Bis zu 67 Feuerwehrkräfte waren im Einsatz

Starke Rauchentwicklung machte Mitarbeitende des Kraftfutter-Herstellers auf das Feuer aufmerksam. In den Anlagen, in denen Sojabohnen verarbeitet werden, sitzen Sensoren und messen die Temperatur. Übersteigt diese einen kritischen Schwellenwert, schlagen die Sensoren Alarm. So geschehen am Donnerstagmorgen gegen 1.20 Uhr. Mitarbeitende sahen daraufhin nach dem Rechten und bemerkten dichten Qualm, der durch das turmhohe Silo zog und übers Dach ins Freie trat.

Daraufhin wurde die Freiwillige Feuerwehr Kehl alarmiert. Die Produktionsmaschinen wurden angehalten, sodass Löschkräfte unter schwerem Atemschutz den Brandherd in Augenschein nehmen konnten und die Brandbekämpfung aufnahmen. Vier sogenannte Trupps mit je acht Einsatzkräften waren auf vier Stockwerken im Einsatz und hielten den Brand mit Strahlrohren in Schach. Dadurch konnte verhindert werden, dass sich das Feuer auf weitere Etagen ausbreitete.

„Nach knapp einer Stunde hatten wir die Situation komplett im Griff“, berichtete Feuerwehrkommandant Viktor Liehr. Vollständig gelöscht war der Brand damit jedoch noch nicht: weil es sich bei der Trocknungsanlage um ein geschlossenes System handelt, waren die Flammen nicht an allen Stellen zugänglich. Gemeinsam mit Werksangehörigen des Raiffeisen-Kraftfutterwerks wurde das Silo entleert. Die glimmenden und glühenden Sojabohnen rieselten aus der Anlage heraus, wobei immer wieder Glutnester zum Vorschein kamen, die dann von der Feuerwehr abgelöscht werden konnten.

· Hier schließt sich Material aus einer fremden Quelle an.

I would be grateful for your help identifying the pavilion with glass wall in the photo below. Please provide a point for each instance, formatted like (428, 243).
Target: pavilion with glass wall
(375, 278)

„Das Ablassen ist sehr zeitaufwändig“, erklärte Viktor Liehr. Allerdings könne nur so jedes Glutnest ausfindig gemacht werden. Gegen 9 Uhr war der Einsatz beendet und die Löschkräfte konnten wieder abrücken. Aufgrund der sehr dynamischen und unübersichtlichen Lage zu Beginn des Einsatzes wurden zur Unterstützung die Abteilungen Auenheim, Leutesheim, Bodersweier-Zierolshofen und Kork nachalarmiert. Hinzu kamen die Feuerwehren aus Oberkirch mit ihrer Drehleiter und aus Willstätt zur gemeinsamen Führungsunterstützung. Zu Spitzenzeiten waren 67 Einsatzkräfte und 20 Fahrzeuge im Einsatz. Außerdem waren der Rettungsdienst, später der DRK-Kreisverband sowie die Polizei und die Hafenverwaltung vor Ort.

„Wir haben zusätzlich ein neues Konzept erprobt“, berichtete Feuerwehrkommandant Viktor Liehr. An der Einsatzstelle wurde ein sogenannter Ersatzkleidungspool eingerichtet. Dieser habe den Vorteil, dass die Feuerwehrmänner und -frauen sofort wieder einsatzbereit seien und nicht warten müssten, bis ihre Schutzkleidung aus der feuerwehreigenen Reinigung kommen. Ein weiterer positiver Nebeneffekt: „Wir lassen den Schmutz an der Einsatzstelle und tragen ihn nicht in die Wache“, erläutert Viktor Liehr.